The UVM junior smiles when asked about balancing a demanding course load and varsity athletics. “It’s intense. They say there are the three S’s — school, sports, and social life — and you have to sacrifice one. So I don’t party and don’t have much free time at all,” she says. “It’s just a matter of time management, remembering where my priorities are.” As Patterson looks to her senior year, she’s beginning to shape the direction of her honors thesis proposal, which will build on past research experience with Professor Britt Holmen focused on vehicle emission testing.

Caitlin and her brother Scott, a freshman on the men’s Nordic team who won the 10K freestyle at the UVM Carnival to make for a double-Patterson podium, grew up in McCall, Idaho (population 2,554) in their younger years. The family moved to Anchorage, Alaska when they were teens. Their father, Steve Patterson, a silviculturist for the U.S. Forest Service, and mother, Margaret Hillhouse, made it a priority to get their family outdoors, hard to imagine otherwise given their surroundings. Caitlin credits her mom, who was one of her first coaches, for getting the kids on skis and making sure it was fun from the beginning. It was more about games than races, and the young Pattersons tested their skinny skis in the western powder with rides up the t-bar at the local hill.

A mile race in which she outpaced her classmates, boys included, in third grade P.E. was the first suggestion that there might be something to these endurance sports for Caitlin. She ran cross-country through middle school, then focused exclusively on skiing in high school. When it came time for college, she considered schools in the West, but the sheer time commitment of travel to competitions put her off.

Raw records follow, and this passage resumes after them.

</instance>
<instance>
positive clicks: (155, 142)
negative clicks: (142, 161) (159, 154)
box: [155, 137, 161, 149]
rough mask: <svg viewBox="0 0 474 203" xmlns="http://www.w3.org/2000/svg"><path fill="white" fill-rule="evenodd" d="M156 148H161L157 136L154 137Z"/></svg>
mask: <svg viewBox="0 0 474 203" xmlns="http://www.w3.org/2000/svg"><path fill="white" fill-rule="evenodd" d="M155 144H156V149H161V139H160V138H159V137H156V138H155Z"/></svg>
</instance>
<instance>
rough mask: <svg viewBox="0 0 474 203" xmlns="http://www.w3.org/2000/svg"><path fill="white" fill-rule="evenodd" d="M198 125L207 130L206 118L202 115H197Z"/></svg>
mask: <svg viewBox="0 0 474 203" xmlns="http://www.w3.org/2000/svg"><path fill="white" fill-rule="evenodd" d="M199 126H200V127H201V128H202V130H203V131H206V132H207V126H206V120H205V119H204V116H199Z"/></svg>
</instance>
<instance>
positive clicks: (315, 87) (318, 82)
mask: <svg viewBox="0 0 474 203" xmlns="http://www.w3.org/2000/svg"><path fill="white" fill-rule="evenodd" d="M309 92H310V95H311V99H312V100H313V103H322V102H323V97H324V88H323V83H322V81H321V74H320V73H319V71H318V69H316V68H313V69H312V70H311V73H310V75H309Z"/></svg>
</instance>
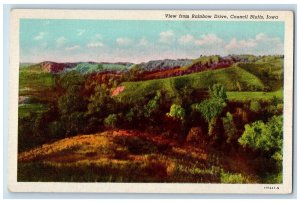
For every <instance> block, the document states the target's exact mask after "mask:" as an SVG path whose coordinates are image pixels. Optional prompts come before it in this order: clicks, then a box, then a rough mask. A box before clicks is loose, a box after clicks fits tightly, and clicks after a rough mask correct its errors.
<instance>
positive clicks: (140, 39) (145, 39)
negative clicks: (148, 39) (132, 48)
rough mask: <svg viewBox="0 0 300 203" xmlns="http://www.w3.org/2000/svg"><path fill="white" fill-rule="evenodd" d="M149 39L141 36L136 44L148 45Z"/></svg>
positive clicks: (139, 45)
mask: <svg viewBox="0 0 300 203" xmlns="http://www.w3.org/2000/svg"><path fill="white" fill-rule="evenodd" d="M148 44H149V41H148V40H147V39H146V37H142V38H141V39H140V41H139V43H138V46H148Z"/></svg>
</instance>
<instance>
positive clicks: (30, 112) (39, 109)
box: [19, 104, 48, 118]
mask: <svg viewBox="0 0 300 203" xmlns="http://www.w3.org/2000/svg"><path fill="white" fill-rule="evenodd" d="M47 109H48V108H47V106H46V105H44V104H22V105H20V106H19V118H24V117H28V116H30V114H31V113H43V112H45V111H46V110H47Z"/></svg>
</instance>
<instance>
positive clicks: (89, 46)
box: [86, 42, 104, 48]
mask: <svg viewBox="0 0 300 203" xmlns="http://www.w3.org/2000/svg"><path fill="white" fill-rule="evenodd" d="M86 47H89V48H97V47H104V44H103V43H102V42H91V43H88V44H87V45H86Z"/></svg>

She couldn’t imagine giving up nearly a half-week of classes before a race. “I have very high standards, but if I can make my life just a little easier to achieve those high standards… then that helps a lot,” she says. New England’s smaller scale, UVM’s academics, scholarship support, and the good reports she heard about the fun of competition in the EISA carnivals prevailed.

Looking back, Weaver says that Patterson may have been overlooked as an athlete by some who didn’t anticipate her continuing rise in college competition. For her part, Patterson cites many elements for her excellent 2011 season—coaches, teammates, a solid summer of intense workouts, a little bit of luck. Also key, she says, has been learning that tenuous balance between pushing training hard enough to improve, but not so hard to tempt illness and injury. “Experience—in the sense that I know when to rest if I feel tired, how best to prepare for races, and how to minimize stress and its impact on me,” she says.